Adoro la nostalgia. Il  sapore agrodolce di un abbraccio caldo da parte di tanti ricordi che pensavi non ci fossero più nella tua memoria.  Non solo risbucano ma portano con sé alcune briciole di emozioni. E’ strano commuoversi e versare qualche lacrimuccia con un sorriso sulle labbra.

Ho avuto il piacere di partecipare ad una reunion della classe delle elementari, in occasione del ritorno momentaneo in patria di un vecchio grande amico , ed è stata un’esperienza particolare.

Per prima cosa ci siamo dati da fare con la ricerca dei partecipanti.
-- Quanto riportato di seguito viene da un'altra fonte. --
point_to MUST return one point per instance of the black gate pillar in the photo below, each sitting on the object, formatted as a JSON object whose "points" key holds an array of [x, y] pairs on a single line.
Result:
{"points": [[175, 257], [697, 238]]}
Il buon faccialibro è stato indubbiamente d’aiuto e non sono mancati momenti esilaranti.

Poi, finalmente, siamo  arrivati all’incontro con persone che non vedevo da almeno due lustri, riconoscendo dietro le barbe o nuovi tagli /colori di capelli quei visi che avevo sempre associato loro. In conversazione la domanda più gettonata è : “Cosa fai?”, che è allo stesso tempo l’incipit di una chiacchierata e il simbolico prosieguo di un discorso iniziato quando giocavamo con i giocattoli e guardavamo i cartoni.

Trovo affascinante questa sorta di incontro ravvicinato del terzo tipo, che mescola imbarazzo e curiosità, ricordi sommersi nei meandri della mente.
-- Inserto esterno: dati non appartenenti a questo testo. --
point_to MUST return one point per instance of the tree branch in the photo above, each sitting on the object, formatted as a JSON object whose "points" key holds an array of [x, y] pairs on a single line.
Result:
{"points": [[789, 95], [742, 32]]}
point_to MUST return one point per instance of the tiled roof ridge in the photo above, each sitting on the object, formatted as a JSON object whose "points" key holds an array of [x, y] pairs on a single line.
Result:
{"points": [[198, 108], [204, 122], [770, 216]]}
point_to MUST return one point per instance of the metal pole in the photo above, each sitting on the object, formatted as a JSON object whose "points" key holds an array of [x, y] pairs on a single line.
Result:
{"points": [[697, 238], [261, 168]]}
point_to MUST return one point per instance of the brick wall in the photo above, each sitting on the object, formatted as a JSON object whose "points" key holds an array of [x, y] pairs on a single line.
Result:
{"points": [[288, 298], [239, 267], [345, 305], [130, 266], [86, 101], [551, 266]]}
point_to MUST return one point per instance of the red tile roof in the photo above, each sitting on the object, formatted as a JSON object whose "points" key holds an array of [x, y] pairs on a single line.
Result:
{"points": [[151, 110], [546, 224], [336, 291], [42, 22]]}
Penso che le elementari rappresentino, per la maggior parte delle persone, l’infanzia, una sorta di epoca aurea della vita di tutti. L’età dell’innocenza, della spensieratezza, delle prime amicizie. Non ci sono grandi rancori o rimorsi a cui pensare, in quello strato appannato di immagini ci sono solo emozioni lontane piacevoli. Di sicuro ci saranno stati momenti negativi ma, come i Rinascimentali guardavano all’età classica con quell’ingenuo (ma non credo inconsapevole) rispetto, forse tutti noi pensando ai nostri primi anni di vita scegliamo di fare tesoro di tutto ciò che di positivo ci è accaduto. Qualcosa che riesce invece difficile quando pensiamo ad esperienze già un poco più recenti, quasi che il prezzo da pagare per ricordare sia portare con sé anche il bagaglio di “brutte cose” capitateci. Per carità, anche questo aiuta sopratutto a non commettere gli stessi errori, ci mancherebbe.  Con le elementari è diverso, c’è un clima da favola. . Ed è bellissimo incontrare dei semi-sconosciuti con la consapevolezza di avere qualcosa in comune. Si scopre una persona nuova sapendo che con questa  abbiamo speso 5 anni della nostra vita.

Una scoperta che è anche riscoperta, quindi.

Cosa può esserci di più nostalgico e di più agrodolce?

P.S. Un grazie ad Edvige che forse da lassù ha sorriso quando ci ha visti a tavola.